Transmittal 1530 also spells out Medicare's concurrent care coding rules. Physicians from different specialties can provide critical care on the same calendar date to the same patient provided the services are not "duplicative."

"The medical specialists may be from the same group practice or from different group practices," the transmittal states. Provided the physicians are not billing for the same time block, they can each report critical care they provide for the same patient, Pohlig confirms.
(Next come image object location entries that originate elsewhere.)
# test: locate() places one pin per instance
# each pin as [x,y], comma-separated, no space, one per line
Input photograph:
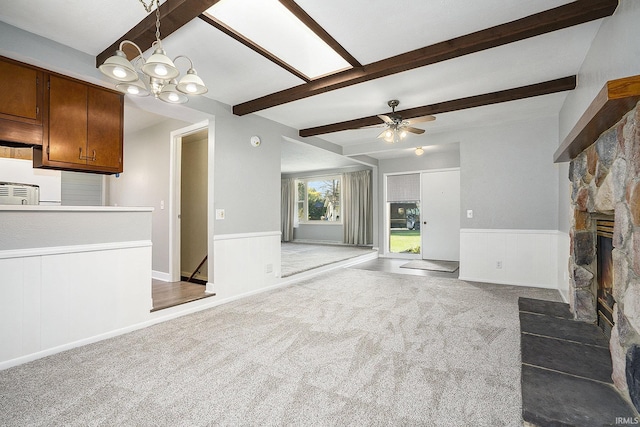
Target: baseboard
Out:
[509,283]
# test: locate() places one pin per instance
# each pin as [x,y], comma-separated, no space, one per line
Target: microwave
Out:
[19,194]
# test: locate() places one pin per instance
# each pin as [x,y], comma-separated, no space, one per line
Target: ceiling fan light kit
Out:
[156,75]
[397,128]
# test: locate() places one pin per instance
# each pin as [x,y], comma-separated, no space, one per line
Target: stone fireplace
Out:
[605,185]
"Only one physician may bill for critical care services during any one single period of time even if more than one physician is providing care to a critically ill patient," according to the transmittal.

Example: Family physicians A and B both work for Family Medicine Practice C. Dr. A provides a patient suffering from acute pulmonary edema and hypotension with 45 total minutes of critical care (from 9-9:30 a.m. and from 11-11:15 a.m.). Later in the day, Dr. B checks up on the patient and ends up providing another 35 minutes of critical care (3:15-3:50 p.m.).

Medically necessary critical care time can be noncontinuous. Therefore, Drs. A and B should both be able to report their time, provided both FPs clearly state the timeframes they provided critical care. Because a claim for 99292 requires 99291, you should report the critical care service on one claim. To account for both physicians- time (total of 80 minutes), you would enter one unit of 99291 and one unit of 99292 using the same group identification number.

Exception: Medicare may cover concurrent care by more than one physician (generally representing different physician specialties) if the requirements in the Medicare Benefit Policy Manual, Pub. 100-02, Chapter 15, section 30.E are met.

So if a cardiologist and FP provide critical care services that warrant the physician's subspecialty (cardiology) and FP expertise, then concurrent critical care may be medically necessary -- and therefore payable.